The Store keeps hold of the data which is fed into the catalog, and sees Salesforce adopt the design approach pioneered by major companies – such as Google, Facebook, and Amazon – of using large quantities of low-cost hardware to provide backend storage while achieving good guarantees and reliability through a software layer.

This design approach has one glaring problem: failures. These happen a lot, Helland explained. About 4 per cent or more SATA hard drives fail a year, he said, and so a data center with 1,200 of Salesforce's storage-stuffed servers will lose 480 drives every 12 months. Therefore storage needs to be triple replicated to deal with these failures. However, servers will fail at a shade under one percent per year, he explained, so data must also be replicated at distance from rack infrastructures.

This brings about problems regarding maintaining consistency when pulling from a replicate, and so requires a caching layer to store locations of the data and keep everything up to date. This is built on cheap consumer-grade SSDs, he said, which have awful reliability.

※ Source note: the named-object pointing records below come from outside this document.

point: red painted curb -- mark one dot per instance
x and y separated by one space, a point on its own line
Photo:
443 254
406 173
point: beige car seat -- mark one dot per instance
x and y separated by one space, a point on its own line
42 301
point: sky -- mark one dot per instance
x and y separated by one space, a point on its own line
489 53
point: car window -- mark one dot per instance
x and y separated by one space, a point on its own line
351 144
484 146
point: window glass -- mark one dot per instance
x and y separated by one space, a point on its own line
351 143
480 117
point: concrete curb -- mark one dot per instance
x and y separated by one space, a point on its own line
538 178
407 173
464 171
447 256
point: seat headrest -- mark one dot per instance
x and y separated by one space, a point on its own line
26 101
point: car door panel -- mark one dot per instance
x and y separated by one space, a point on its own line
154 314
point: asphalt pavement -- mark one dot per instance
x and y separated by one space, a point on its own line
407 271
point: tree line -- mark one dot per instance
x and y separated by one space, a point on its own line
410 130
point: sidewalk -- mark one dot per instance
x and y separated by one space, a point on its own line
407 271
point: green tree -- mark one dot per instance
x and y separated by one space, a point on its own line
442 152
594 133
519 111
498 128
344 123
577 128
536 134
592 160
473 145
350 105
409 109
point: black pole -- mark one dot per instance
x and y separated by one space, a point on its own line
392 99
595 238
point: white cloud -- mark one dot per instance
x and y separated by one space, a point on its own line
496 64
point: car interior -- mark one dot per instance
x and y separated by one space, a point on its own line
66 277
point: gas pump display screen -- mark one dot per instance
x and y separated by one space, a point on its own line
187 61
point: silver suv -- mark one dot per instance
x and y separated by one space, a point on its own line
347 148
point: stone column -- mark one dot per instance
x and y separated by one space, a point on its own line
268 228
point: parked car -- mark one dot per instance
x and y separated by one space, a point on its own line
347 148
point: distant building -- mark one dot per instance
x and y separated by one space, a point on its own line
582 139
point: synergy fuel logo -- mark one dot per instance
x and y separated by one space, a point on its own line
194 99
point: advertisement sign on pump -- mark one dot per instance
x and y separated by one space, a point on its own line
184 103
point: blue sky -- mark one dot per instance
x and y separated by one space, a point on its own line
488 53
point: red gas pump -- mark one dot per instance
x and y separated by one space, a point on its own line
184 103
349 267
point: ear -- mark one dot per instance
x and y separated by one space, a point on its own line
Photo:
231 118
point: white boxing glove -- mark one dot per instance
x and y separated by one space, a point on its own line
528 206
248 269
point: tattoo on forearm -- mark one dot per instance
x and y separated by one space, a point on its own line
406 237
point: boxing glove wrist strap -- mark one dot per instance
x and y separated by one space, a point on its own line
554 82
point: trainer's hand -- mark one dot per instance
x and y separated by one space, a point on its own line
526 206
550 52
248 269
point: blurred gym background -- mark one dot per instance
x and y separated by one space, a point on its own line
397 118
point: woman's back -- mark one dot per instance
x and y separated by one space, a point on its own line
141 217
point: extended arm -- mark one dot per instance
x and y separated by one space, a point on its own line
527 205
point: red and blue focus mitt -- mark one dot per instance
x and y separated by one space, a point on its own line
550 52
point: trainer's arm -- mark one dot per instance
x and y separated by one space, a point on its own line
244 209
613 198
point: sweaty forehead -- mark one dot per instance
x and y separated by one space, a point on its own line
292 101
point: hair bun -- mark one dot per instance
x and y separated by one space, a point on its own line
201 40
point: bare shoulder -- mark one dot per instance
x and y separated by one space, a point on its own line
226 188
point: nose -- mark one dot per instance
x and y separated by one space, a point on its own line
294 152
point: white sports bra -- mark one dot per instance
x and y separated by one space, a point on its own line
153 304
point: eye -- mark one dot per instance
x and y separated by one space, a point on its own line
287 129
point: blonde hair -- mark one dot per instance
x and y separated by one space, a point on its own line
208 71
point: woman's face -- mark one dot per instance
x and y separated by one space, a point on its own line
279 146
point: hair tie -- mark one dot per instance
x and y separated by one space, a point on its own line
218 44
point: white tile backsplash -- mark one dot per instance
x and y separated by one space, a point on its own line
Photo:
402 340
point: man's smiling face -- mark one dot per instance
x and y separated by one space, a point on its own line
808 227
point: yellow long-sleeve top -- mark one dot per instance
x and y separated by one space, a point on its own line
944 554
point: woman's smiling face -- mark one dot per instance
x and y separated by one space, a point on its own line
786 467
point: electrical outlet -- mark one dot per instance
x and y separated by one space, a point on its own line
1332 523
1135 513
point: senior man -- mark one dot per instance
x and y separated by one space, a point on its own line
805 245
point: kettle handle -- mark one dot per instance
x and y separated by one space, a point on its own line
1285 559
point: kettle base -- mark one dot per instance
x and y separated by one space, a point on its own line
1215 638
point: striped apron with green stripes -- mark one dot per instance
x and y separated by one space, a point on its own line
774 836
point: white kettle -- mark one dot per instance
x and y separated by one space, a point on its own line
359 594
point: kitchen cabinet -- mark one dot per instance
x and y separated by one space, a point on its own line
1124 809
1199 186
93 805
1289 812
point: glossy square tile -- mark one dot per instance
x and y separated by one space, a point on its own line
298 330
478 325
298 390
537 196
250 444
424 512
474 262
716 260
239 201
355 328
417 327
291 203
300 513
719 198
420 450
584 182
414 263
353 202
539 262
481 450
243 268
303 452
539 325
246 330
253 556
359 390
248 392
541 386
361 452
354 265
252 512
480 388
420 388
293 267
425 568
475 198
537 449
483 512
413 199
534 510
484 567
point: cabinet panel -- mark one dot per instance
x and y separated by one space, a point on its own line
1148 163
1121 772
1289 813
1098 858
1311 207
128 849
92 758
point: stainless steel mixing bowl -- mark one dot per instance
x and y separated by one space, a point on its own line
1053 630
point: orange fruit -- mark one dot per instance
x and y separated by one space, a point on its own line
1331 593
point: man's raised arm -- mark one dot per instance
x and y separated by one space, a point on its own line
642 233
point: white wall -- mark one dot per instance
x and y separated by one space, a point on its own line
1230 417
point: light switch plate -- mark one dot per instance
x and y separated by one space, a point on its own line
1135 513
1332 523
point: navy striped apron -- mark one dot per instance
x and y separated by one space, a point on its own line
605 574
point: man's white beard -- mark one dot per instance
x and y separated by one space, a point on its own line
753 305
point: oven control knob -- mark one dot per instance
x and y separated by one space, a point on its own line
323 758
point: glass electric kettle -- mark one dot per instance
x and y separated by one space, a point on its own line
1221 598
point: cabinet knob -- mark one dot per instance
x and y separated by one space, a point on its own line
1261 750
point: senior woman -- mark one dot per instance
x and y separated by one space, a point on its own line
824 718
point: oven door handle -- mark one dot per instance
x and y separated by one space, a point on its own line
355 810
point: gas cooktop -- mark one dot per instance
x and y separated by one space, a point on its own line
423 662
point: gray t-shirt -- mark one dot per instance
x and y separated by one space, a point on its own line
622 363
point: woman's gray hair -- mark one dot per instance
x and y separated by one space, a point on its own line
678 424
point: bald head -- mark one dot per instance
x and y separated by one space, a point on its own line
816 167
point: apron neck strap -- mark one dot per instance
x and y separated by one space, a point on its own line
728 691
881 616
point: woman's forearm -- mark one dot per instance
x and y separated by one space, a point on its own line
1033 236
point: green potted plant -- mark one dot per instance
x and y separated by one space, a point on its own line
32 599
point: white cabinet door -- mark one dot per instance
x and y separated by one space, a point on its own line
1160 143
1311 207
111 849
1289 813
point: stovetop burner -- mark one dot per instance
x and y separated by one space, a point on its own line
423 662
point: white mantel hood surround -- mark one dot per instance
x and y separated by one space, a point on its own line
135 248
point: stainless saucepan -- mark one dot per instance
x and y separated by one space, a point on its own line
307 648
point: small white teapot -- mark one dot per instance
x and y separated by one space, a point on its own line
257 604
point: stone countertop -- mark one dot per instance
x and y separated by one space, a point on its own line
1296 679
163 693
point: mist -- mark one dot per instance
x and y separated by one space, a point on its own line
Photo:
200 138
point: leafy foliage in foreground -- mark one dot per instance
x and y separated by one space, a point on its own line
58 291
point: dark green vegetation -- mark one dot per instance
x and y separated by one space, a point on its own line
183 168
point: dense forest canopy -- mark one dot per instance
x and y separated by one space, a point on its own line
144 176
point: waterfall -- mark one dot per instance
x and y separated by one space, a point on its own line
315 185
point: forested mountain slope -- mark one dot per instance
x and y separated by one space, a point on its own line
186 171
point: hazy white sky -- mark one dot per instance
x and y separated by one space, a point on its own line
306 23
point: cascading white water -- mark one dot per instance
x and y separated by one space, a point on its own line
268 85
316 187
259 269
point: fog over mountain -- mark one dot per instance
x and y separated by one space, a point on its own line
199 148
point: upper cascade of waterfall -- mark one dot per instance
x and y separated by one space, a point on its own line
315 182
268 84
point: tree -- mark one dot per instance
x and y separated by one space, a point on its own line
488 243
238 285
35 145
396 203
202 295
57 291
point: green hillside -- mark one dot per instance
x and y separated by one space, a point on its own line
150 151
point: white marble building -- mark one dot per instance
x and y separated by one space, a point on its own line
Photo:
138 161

"Consumer-grade SSDs will just die - the device stops less than 1 percent per year," he said. They also wear out after about 3,000 write cycles, so with a 750GB SSD you can probably write 2.25PBs to it before it fails, he said.

They also sometimes suffer from bit rot, which in his experience using the cheapest possible systems has one uncorrected bit error for every 10¹⁴ bits (11.3TB) written. By comparison, top-of-the-line enterprise-class SSDs have a rot rate of one bit in every 10¹⁹ (1.08EB), but they are much more expensive.

Modern software needs to be built to fail, he says, because if you design it in a monolithic, interlinked manner, then a simple hardware brownout can ripple through the entire system and take you offline.

"If everything in the system can break it's more robust if it does break. If you run around and nobody knows what happens when it breaks then you don't have a robust system," he says. ®

Bootnote

* Salesforce is able to use its cheap'n'cheerful infrastructure and still offer strong guarantees to users because Keystone exclusively relies on immutable data structures, Helland said in a chat with El Reg today.

This means once a block of data is stored in the system, it is given a unique ID number and then split into fragments smaller than a megabyte, which each have their own IDs. These fragments are then run through a cyclic-redundancy check (CRC) algorithm that calculates a simple fingerprint from the contents of each fragment.

This metadata is combined by Keystone into a naming scheme that can detect changes to the data, whether by bit rot or other failures: if the contents of a fragment is altered, a subsequently calculated fingerprint will differ from the original value, which will alert the system.

By using such techniques, Salesforce is able to tolerate inexpensive but troublesome hardware in its backend, increase overall reliability for its users, and give its programmers more freedom when writing distributed apps.

"What we do that is special is we make it look just like the classic enterprise IT while we're doing the cloud," Helland said.